Vogt's wife, a French scientist whom he married with dreams that they would become a second pair of Curies, is increasingly sickened by his material ambition. This reaches an absurd peak when he collaborates with Captain Most of the War Ministry to seek money under the pretence of researching the canine psychology of military messenger dogs, with the collusion of the International Poodle Association and the Army Dog Institute. But the plan falls through, and an alternative scam for putative investigation of the mental life of carrier pigeons also fails, because airworthy pigeons are unavailable owing to war casualties.

That kind of comedy is rare here. So is the slapstick of assistants crashing head over heels, pulverising the minds of great men on the laboratory floor, or the soldiers in the military hospital who are given impromptu lectures on the brain structure of their dead and dissected comrades in the bizarre expection that this will encourage them to donate thier bodies to the greater scientific glory of the Reich if they don't recover.

Spengler prefers the conversational irony of the salon.

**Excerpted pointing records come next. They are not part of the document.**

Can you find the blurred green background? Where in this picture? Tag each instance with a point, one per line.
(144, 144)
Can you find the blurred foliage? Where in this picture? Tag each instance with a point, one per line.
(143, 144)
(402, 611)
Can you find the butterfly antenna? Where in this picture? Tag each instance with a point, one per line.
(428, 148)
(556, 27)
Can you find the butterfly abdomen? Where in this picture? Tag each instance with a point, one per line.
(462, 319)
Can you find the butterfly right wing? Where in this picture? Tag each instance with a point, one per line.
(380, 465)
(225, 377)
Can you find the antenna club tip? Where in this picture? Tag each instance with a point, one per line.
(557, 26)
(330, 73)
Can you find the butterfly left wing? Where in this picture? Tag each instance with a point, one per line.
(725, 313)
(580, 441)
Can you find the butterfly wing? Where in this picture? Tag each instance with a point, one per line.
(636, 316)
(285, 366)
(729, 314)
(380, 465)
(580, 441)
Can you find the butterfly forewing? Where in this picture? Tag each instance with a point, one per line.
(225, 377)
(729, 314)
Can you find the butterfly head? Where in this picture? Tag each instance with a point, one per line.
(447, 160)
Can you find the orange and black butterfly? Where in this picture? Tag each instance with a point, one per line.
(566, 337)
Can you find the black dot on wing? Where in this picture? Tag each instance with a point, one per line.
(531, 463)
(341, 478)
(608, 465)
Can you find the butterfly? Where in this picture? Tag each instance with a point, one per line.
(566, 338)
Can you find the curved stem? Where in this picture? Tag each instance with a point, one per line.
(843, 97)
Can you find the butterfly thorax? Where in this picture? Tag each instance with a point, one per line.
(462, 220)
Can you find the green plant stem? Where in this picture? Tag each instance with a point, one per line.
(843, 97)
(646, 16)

This is at its most effective in the letters of Amanda von Alversleben, a governess Vogt seduced when he was treating the Krupps. Her accounts of Lenin at a Zurich soiree or of Budapest under Bela Kuri's revolutionary government in 1919, in long, faithful letters to Vogt, are the novel's wittiest, most informative passages.

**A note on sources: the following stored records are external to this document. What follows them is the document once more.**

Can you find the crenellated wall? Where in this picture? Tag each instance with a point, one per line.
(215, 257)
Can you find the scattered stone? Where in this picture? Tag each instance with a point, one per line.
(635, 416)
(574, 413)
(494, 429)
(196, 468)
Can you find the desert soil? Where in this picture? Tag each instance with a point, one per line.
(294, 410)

The sweep of history is grand, but the problem is that Vogt's motivation, though relentless, is never sufficiently explored, which leaves an everwidening gap at the centre of the novel between the doctor's obsessions and objective reality. His search for the exact site of genius in the 'elite brain' sounds ideal for the eugenic promotion of the Master Race, but Vogt reacts to fascism only when it threatens to interrupt his work. And when he finally gets his hands on Lenin, his quest for the brain looks almost like an affectation.